Similarly, the resurgent Isis 2.0 uses press releases and social-media savvy to spread its influence worldwide and recruit foreign fighters, sympathisers, and financial backers.
In April 2019, for example, the group released a video of its leader, Abu Bakr al-Baghdadi, who claimed responsibility for the deadly Easter Sunday bomb attacks in Sri Lanka. Isis’ global media operation also produces Soldiers Harvest II, an upgraded weekly publication covering the group’s military operations.
This communications offensive is enabling Isis to contest the global view that the group has been defeated following the collapse of its caliphate. Even more fundamentally, as Singer and Brooking point out, Isis has weaponised the Internet itself.
The watching public must understand that the war against Isis and other jihadi terrorist groups is a new and different kind of conflict that will not be “won” once and for all.
Support for Isis, al-Qaeda, Boko Haram, and the like reflects multiple social, economic, and demographic factors, from corruption to climate change. The fight against these groups must therefore take place in many different arenas, starting with the domestic politics of the countries in which they operate.

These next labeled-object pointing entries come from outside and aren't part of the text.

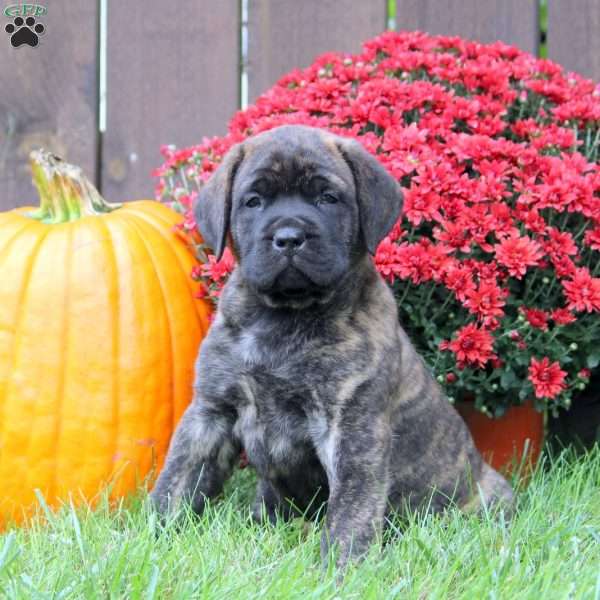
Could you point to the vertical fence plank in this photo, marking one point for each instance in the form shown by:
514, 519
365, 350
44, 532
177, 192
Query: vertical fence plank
172, 77
285, 34
48, 96
574, 35
512, 21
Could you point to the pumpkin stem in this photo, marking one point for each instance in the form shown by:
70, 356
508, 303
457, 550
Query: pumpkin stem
66, 194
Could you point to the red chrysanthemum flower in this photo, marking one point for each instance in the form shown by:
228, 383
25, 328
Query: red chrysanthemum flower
547, 378
562, 316
486, 301
218, 269
537, 318
472, 345
592, 238
583, 291
517, 253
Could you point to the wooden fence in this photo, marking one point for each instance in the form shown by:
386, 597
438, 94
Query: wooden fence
174, 69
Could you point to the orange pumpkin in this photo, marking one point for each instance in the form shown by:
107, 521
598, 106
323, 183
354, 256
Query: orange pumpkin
99, 329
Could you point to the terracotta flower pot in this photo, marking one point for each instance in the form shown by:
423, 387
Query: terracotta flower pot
504, 441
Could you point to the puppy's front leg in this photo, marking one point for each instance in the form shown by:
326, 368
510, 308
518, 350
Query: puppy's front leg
358, 473
200, 458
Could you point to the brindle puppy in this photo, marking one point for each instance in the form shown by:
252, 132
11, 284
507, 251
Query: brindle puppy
305, 365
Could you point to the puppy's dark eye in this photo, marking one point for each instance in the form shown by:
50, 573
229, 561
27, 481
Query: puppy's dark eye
328, 198
253, 202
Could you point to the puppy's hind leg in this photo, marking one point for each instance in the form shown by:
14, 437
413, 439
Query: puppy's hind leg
267, 503
201, 457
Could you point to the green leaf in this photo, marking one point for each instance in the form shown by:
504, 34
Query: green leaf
508, 379
593, 360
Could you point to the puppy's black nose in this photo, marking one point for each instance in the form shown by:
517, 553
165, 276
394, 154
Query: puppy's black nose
289, 239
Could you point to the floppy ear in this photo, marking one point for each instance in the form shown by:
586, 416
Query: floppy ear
212, 209
378, 193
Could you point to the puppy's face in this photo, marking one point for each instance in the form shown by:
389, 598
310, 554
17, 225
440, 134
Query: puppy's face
300, 205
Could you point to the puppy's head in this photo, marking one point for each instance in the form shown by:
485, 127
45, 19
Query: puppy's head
301, 206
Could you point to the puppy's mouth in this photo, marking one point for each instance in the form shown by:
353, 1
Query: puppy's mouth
293, 288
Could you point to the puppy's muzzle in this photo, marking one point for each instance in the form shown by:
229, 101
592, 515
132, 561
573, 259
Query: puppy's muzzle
289, 240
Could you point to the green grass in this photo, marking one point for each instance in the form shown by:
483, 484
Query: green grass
550, 550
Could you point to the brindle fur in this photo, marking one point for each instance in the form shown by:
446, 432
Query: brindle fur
327, 395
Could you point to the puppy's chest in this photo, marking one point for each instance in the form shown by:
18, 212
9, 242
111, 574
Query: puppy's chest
274, 421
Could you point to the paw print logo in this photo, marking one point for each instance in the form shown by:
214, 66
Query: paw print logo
24, 31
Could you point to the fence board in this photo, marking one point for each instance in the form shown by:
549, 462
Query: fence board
512, 21
573, 35
283, 34
172, 77
48, 97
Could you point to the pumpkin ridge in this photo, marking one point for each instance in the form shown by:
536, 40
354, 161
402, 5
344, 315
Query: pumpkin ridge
115, 338
53, 484
17, 320
183, 267
6, 243
165, 307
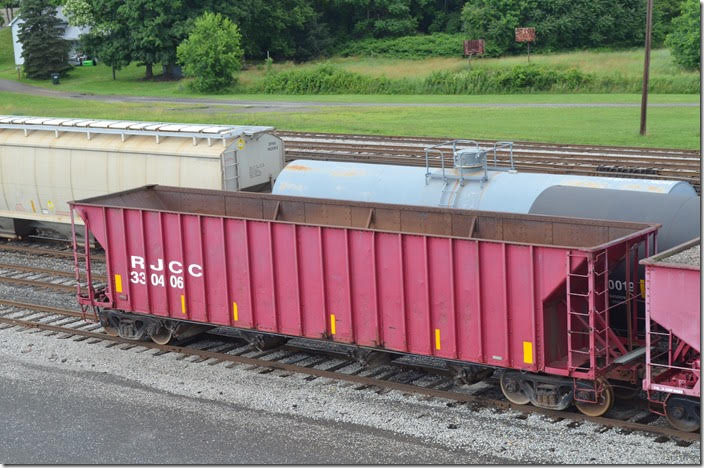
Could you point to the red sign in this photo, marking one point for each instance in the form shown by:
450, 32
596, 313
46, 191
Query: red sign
525, 34
474, 47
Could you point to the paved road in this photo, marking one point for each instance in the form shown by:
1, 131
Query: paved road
254, 105
55, 416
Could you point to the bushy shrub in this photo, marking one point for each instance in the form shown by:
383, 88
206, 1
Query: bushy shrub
684, 38
211, 53
408, 47
528, 78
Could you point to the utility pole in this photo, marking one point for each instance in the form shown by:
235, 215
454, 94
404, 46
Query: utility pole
646, 67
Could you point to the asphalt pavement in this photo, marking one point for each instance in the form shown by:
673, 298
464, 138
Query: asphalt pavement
56, 416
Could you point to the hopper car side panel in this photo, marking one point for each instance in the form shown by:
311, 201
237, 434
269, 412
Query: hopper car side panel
403, 292
673, 324
477, 300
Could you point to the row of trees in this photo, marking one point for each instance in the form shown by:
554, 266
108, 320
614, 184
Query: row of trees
149, 32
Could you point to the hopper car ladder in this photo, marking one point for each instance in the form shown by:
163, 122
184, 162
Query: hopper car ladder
591, 343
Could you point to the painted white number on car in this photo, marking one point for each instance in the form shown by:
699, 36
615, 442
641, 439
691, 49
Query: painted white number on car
176, 282
138, 277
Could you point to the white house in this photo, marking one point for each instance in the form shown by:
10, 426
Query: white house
72, 33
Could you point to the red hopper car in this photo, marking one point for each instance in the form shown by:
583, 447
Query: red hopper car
673, 324
527, 294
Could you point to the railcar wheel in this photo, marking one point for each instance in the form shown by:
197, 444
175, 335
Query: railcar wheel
682, 413
626, 392
511, 387
162, 336
603, 404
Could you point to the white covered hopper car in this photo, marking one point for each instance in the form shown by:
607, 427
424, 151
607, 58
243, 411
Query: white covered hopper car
46, 162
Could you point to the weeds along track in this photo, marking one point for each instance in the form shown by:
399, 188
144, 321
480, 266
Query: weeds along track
590, 160
410, 378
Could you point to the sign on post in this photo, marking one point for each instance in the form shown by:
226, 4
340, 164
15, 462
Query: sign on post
473, 47
525, 35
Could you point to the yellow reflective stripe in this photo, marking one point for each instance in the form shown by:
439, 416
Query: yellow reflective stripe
528, 352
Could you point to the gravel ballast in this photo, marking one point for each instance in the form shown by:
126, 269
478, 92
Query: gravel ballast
485, 432
691, 256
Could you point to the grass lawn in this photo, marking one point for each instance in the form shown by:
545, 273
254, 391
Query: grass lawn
676, 127
98, 80
669, 127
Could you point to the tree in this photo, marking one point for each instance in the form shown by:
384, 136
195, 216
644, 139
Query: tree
212, 52
108, 39
44, 49
156, 27
684, 38
9, 6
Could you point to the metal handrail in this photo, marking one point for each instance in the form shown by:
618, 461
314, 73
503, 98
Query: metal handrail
453, 144
504, 144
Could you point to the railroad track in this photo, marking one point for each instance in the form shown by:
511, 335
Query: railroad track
289, 360
59, 249
23, 275
652, 163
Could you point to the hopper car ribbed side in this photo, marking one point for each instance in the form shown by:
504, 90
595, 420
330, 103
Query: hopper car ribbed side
483, 289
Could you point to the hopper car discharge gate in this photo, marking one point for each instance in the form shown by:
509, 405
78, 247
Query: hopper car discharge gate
525, 294
673, 336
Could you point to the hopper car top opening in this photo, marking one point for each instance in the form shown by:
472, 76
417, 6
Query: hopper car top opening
582, 234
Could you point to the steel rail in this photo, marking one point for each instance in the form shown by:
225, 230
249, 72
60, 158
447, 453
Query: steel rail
44, 251
43, 271
522, 143
357, 379
37, 284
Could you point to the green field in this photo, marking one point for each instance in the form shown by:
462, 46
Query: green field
673, 127
627, 64
490, 116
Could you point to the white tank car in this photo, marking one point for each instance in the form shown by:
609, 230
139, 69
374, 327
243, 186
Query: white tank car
474, 182
46, 162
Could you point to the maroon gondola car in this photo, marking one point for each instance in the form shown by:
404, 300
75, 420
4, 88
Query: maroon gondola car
525, 293
673, 324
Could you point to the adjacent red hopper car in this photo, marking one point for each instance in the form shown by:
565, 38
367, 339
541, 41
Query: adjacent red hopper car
673, 324
521, 292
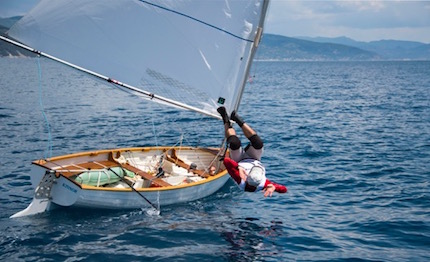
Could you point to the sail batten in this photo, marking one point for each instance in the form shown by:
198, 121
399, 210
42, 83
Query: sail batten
191, 54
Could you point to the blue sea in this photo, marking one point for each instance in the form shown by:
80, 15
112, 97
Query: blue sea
350, 140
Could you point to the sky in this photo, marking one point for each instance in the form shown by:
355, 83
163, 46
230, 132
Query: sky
360, 20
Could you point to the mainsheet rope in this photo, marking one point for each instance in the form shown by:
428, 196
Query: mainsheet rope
48, 152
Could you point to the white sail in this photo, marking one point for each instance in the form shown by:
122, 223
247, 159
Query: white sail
194, 52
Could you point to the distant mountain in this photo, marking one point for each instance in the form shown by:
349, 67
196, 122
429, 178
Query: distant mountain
386, 49
277, 47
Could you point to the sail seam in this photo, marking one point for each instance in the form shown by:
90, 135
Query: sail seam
197, 20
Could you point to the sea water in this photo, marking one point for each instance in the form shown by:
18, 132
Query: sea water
350, 140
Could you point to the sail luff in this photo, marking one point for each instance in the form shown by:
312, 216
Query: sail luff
110, 80
256, 42
195, 53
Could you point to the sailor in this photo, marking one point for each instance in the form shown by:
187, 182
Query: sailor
244, 165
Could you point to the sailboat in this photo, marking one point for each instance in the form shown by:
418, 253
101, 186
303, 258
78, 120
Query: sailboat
192, 55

Regrettably, the Trump administration has gutted the US State Department’s Global Engagement Center, which originally countered terrorist propaganda and is now tasked with fighting global disinformation.

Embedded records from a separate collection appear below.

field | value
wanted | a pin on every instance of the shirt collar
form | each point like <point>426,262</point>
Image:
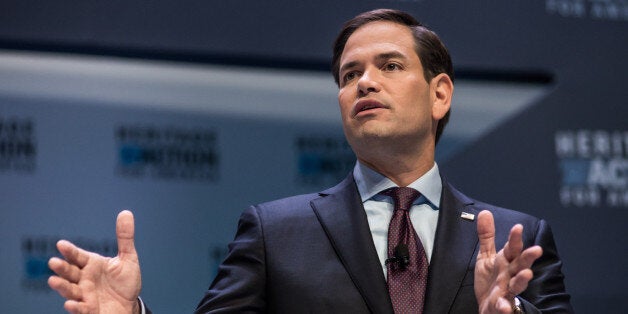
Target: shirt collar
<point>371,182</point>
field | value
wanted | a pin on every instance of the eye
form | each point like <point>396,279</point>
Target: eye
<point>349,76</point>
<point>392,67</point>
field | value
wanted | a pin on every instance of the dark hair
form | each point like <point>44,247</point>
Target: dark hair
<point>433,54</point>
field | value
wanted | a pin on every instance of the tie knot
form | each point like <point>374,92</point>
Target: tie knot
<point>402,196</point>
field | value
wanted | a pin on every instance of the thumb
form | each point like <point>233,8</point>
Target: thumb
<point>125,232</point>
<point>486,233</point>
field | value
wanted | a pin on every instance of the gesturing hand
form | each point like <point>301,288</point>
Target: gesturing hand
<point>92,283</point>
<point>500,276</point>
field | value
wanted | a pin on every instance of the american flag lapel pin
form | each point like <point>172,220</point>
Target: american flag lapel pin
<point>467,216</point>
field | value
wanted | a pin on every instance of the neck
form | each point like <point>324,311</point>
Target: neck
<point>402,171</point>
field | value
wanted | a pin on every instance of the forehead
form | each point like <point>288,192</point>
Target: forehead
<point>379,37</point>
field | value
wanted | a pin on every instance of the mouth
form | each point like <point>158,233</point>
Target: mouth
<point>367,105</point>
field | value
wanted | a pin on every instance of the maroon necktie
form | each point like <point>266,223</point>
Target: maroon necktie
<point>407,271</point>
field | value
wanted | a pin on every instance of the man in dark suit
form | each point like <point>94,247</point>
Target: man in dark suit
<point>327,252</point>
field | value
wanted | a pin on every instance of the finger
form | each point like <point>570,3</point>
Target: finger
<point>73,254</point>
<point>65,288</point>
<point>513,247</point>
<point>75,307</point>
<point>125,231</point>
<point>503,306</point>
<point>62,268</point>
<point>486,233</point>
<point>520,281</point>
<point>525,260</point>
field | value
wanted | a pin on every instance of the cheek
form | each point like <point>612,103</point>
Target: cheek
<point>345,103</point>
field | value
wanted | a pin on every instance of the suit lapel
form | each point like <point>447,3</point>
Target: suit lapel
<point>454,247</point>
<point>342,216</point>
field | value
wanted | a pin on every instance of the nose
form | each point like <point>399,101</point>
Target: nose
<point>368,83</point>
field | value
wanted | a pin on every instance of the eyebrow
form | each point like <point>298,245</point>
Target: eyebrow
<point>379,57</point>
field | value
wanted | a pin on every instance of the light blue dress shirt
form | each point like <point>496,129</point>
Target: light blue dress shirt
<point>379,208</point>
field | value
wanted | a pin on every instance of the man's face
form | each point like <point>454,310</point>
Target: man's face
<point>383,93</point>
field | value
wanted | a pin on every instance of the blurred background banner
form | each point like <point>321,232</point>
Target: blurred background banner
<point>165,108</point>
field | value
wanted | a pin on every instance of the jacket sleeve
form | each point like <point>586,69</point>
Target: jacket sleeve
<point>239,286</point>
<point>546,291</point>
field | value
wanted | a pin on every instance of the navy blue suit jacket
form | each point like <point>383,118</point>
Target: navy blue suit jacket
<point>315,254</point>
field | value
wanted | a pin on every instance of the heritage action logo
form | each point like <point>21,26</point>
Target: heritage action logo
<point>17,144</point>
<point>37,250</point>
<point>594,167</point>
<point>323,160</point>
<point>610,10</point>
<point>167,153</point>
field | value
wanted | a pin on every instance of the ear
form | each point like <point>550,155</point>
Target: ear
<point>441,92</point>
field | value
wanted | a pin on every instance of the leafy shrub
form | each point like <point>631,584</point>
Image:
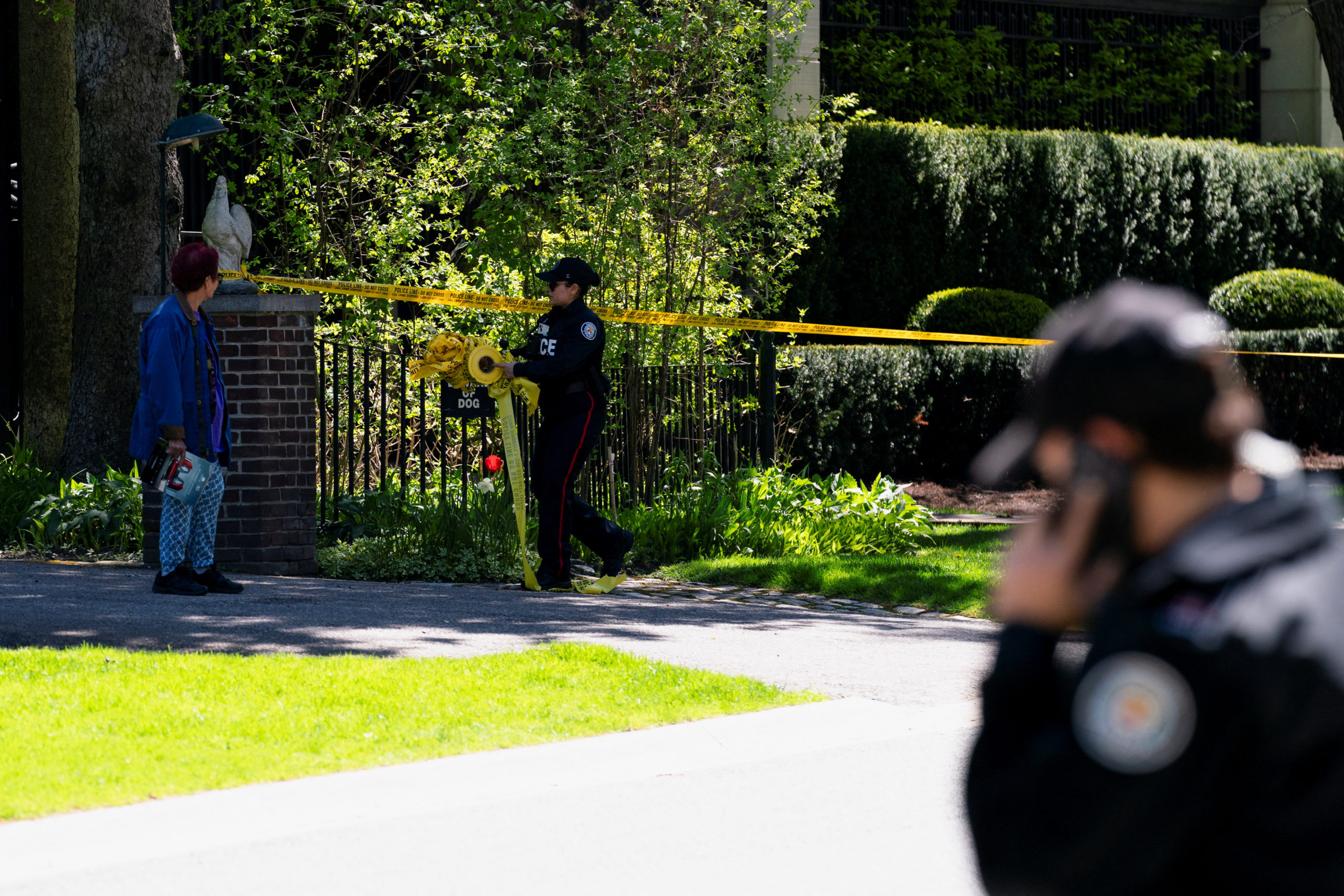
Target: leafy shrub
<point>1281,299</point>
<point>904,410</point>
<point>383,536</point>
<point>1301,395</point>
<point>928,410</point>
<point>101,513</point>
<point>1057,214</point>
<point>22,483</point>
<point>982,312</point>
<point>772,513</point>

Fortunately, the US Congress has pushed back; the US State Department needs to be a full partner in developing a strong and credible counter-narrative, which requires much more nuance and range than traditional counter-propaganda.

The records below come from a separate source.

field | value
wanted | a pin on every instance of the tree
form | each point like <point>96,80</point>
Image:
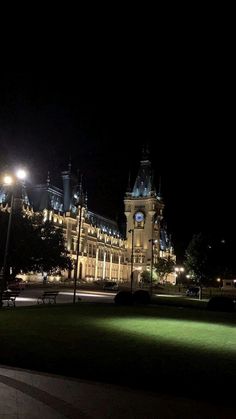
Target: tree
<point>163,267</point>
<point>146,277</point>
<point>34,245</point>
<point>208,256</point>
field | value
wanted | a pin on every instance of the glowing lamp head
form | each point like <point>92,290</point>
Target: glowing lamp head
<point>8,180</point>
<point>21,174</point>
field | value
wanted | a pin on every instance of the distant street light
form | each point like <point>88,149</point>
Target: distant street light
<point>132,259</point>
<point>9,180</point>
<point>179,270</point>
<point>152,241</point>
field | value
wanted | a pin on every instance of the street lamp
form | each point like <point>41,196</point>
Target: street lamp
<point>179,270</point>
<point>152,241</point>
<point>9,180</point>
<point>81,202</point>
<point>132,259</point>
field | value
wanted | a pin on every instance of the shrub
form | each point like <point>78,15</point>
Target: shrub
<point>220,303</point>
<point>141,297</point>
<point>123,298</point>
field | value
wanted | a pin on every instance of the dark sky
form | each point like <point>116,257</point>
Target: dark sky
<point>102,118</point>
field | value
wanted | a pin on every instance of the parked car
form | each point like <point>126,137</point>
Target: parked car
<point>192,292</point>
<point>110,285</point>
<point>16,284</point>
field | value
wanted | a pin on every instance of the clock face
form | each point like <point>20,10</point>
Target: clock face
<point>139,217</point>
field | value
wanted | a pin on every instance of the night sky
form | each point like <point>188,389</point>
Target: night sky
<point>102,119</point>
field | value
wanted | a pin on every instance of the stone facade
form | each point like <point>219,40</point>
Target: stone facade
<point>94,242</point>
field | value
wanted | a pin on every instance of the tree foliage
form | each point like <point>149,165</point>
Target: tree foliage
<point>209,256</point>
<point>33,245</point>
<point>163,267</point>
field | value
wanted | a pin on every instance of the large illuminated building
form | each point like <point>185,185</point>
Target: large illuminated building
<point>94,242</point>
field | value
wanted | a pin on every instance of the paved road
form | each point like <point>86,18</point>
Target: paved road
<point>29,296</point>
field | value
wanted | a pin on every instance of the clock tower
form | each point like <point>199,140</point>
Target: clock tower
<point>143,211</point>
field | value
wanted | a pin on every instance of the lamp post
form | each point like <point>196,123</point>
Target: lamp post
<point>132,259</point>
<point>9,180</point>
<point>80,208</point>
<point>151,277</point>
<point>179,270</point>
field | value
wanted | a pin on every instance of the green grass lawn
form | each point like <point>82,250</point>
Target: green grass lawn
<point>169,349</point>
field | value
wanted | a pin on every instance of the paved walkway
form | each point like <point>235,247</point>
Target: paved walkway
<point>30,395</point>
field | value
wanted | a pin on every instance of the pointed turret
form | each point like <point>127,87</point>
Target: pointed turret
<point>143,186</point>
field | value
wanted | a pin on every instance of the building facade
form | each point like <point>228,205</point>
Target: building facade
<point>95,244</point>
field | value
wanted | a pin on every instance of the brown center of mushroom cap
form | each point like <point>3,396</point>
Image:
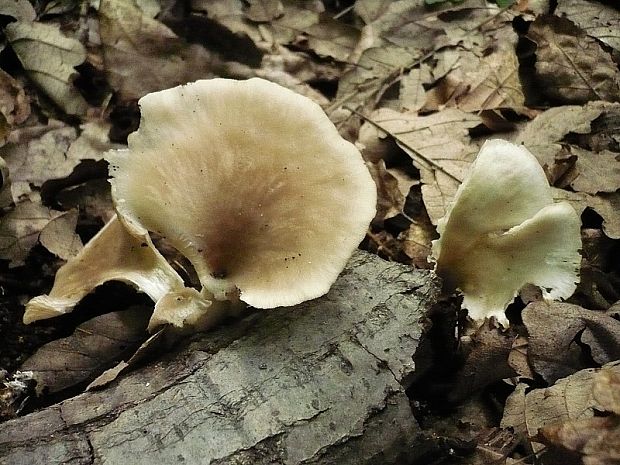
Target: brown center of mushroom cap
<point>256,187</point>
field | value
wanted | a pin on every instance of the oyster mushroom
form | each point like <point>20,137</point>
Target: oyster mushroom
<point>503,231</point>
<point>252,183</point>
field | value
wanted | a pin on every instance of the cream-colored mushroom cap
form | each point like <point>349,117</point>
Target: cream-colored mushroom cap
<point>251,182</point>
<point>503,231</point>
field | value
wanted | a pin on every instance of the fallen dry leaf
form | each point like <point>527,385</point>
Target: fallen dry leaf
<point>21,10</point>
<point>412,91</point>
<point>14,105</point>
<point>606,205</point>
<point>49,58</point>
<point>572,67</point>
<point>562,336</point>
<point>440,147</point>
<point>59,236</point>
<point>596,441</point>
<point>486,361</point>
<point>92,198</point>
<point>595,18</point>
<point>20,228</point>
<point>93,347</point>
<point>543,135</point>
<point>392,191</point>
<point>54,155</point>
<point>263,11</point>
<point>594,172</point>
<point>568,399</point>
<point>6,198</point>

The decline in US media coverage of Isis over the past few years strengthens the public perception that it is no longer a threat. Reporters and editors should be aware of this tension, and should perhaps examine more closely how the forces countering Isis worldwide are engaging with the public.
Publicity is the lifeblood of all terrorist groups; they use attacks to raise awareness of their cause and to attract the support of the disaffected. Moreover, digital technologies allow Isis to control parts of the virtual landscape in a way it rarely can on the ground, enabling it to regroup and find new ways to mount physical attacks.
Isis’ recent media resurgence is thus the precursor to the group’s physical revival. That is why the information war against Isis should never stop.